Cole offers some background to this accumulation of records and its current use today. He sees the arrival of big data as developing in several stages.
“In the 1990s and after the millennium, big data was collated in data warehouses as relational databases. Consultancies earned a lot of money in the 1990s from building data warehouses - collating all transactional data, customer data (all sorts of data). After that came a period where in the last five to 10 years the focus has been more on the applications to utilise almost all of the data. And I come from the applications angle.
Moving the masses: Data mining information flow chart
"Then the next phase I see, to get to the data-mining part, is the exercise where you get all the data into a format where you can actually start analysing it. Big data, as it is, is not really fit for purpose in terms of getting inside analytics out of it. So analysts tend to build their own data marts on their own computers.”
If you’ve never heard of a data mart before then you’re not alone.
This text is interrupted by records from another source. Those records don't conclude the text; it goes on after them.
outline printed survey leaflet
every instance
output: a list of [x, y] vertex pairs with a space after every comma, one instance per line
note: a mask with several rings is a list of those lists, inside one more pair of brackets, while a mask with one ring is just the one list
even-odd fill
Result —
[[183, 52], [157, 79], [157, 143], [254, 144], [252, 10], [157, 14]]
Analysts can work from the data warehouse content, but creating a data mart is the way forward: syphoning off an specific range of data and narrowing down the areas you are interested in analysing – for instance, certain companies, time periods or particular regional locations.
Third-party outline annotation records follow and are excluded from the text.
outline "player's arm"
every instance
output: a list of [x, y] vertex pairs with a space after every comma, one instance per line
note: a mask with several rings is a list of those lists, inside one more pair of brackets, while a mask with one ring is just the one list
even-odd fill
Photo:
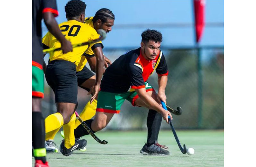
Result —
[[171, 113], [167, 110], [164, 109], [161, 106], [149, 95], [147, 93], [145, 87], [140, 89], [136, 89], [135, 91], [138, 94], [139, 97], [142, 99], [150, 108], [153, 109], [159, 113], [164, 119], [168, 123], [168, 116], [170, 116], [171, 119], [173, 119]]
[[165, 95], [165, 88], [167, 85], [168, 78], [167, 75], [158, 76], [158, 95], [160, 99], [166, 104], [166, 96]]
[[[93, 56], [92, 57], [86, 56], [86, 58], [88, 62], [88, 63], [89, 63], [89, 65], [90, 66], [91, 70], [93, 72], [96, 72], [96, 64], [97, 61], [96, 57], [95, 57], [95, 56]], [[103, 68], [103, 73], [105, 72], [106, 70], [105, 69]]]
[[66, 40], [61, 33], [53, 14], [50, 12], [45, 12], [43, 13], [43, 18], [49, 32], [60, 42], [63, 53], [72, 51], [71, 42]]
[[[95, 47], [96, 45], [99, 44], [96, 43], [94, 45]], [[92, 96], [91, 98], [90, 102], [91, 103], [95, 99], [98, 95], [99, 91], [99, 87], [100, 86], [100, 82], [101, 78], [104, 71], [104, 57], [103, 56], [102, 48], [101, 46], [96, 47], [92, 47], [93, 52], [96, 57], [97, 60], [96, 63], [96, 72], [95, 75], [96, 76], [96, 80], [95, 83], [91, 88], [90, 91], [88, 92], [88, 95], [92, 94]]]
[[107, 57], [105, 56], [105, 55], [103, 55], [104, 56], [104, 60], [105, 62], [105, 67], [107, 68], [108, 67], [109, 65], [111, 65], [111, 64], [112, 64], [112, 63], [111, 63], [110, 60], [107, 58]]
[[160, 99], [166, 104], [166, 96], [165, 95], [165, 88], [168, 80], [168, 69], [165, 57], [162, 54], [160, 62], [156, 69], [158, 75], [158, 95]]
[[129, 64], [127, 71], [131, 81], [131, 88], [134, 89], [139, 97], [150, 108], [159, 112], [168, 123], [168, 116], [170, 116], [172, 119], [171, 113], [164, 109], [151, 96], [147, 93], [142, 77], [142, 69], [133, 64]]

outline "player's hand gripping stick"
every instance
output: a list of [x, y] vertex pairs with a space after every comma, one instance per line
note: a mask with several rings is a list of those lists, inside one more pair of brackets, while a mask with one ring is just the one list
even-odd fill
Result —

There’s direct access to the data on big servers from TeraData and other sources such as Oracle databases and the like and, depending on what it is, several types of data mart are built and, needless to say, the work takes place on copies.
Start with a mart
“We have built a data mart at the bank specifically to cover all the PPI analytics,” explains Cole. “It contains all the bank's PPI accounts that have been sold and all related data to those policies – millions of records. In the data warehouse, there are a lot of data sources – different corporations and all sorts of different data formats coming in. You then collate whatever you need for your particular project or objective. You then build your mart for specific tasks – marts are not permanent.”
The way the data is handled varies between the analytical data and operational phases of the work and the consequently there is the analytical data store (ADS) and also all sorts of operational data stores (ODS). The information in the latter is acted upon and used for various campaigns and targeting specific types of customer. Hence, the final phase is about implementing analytical tools that can make good use of the actual data.
“For analytics, what you’re looking to get is maybe not all of it but definitely the full breadth of the data, so you may not need every single record. Then, when you get to the operational side of things, where you deploy your analytics, you may only need a much smaller part but you will need that for every customer.
"So in terms of the storage with our mart we’ve built here is half a terabyte, and I think we’ve used 95 per cent of that space and there is a upgrade underway. As you can see, it quickly adds up. But analytics is not really so much dependent on size and storage, you can do analytics on small pockets of data, it all depends on what you really want to get out of it.”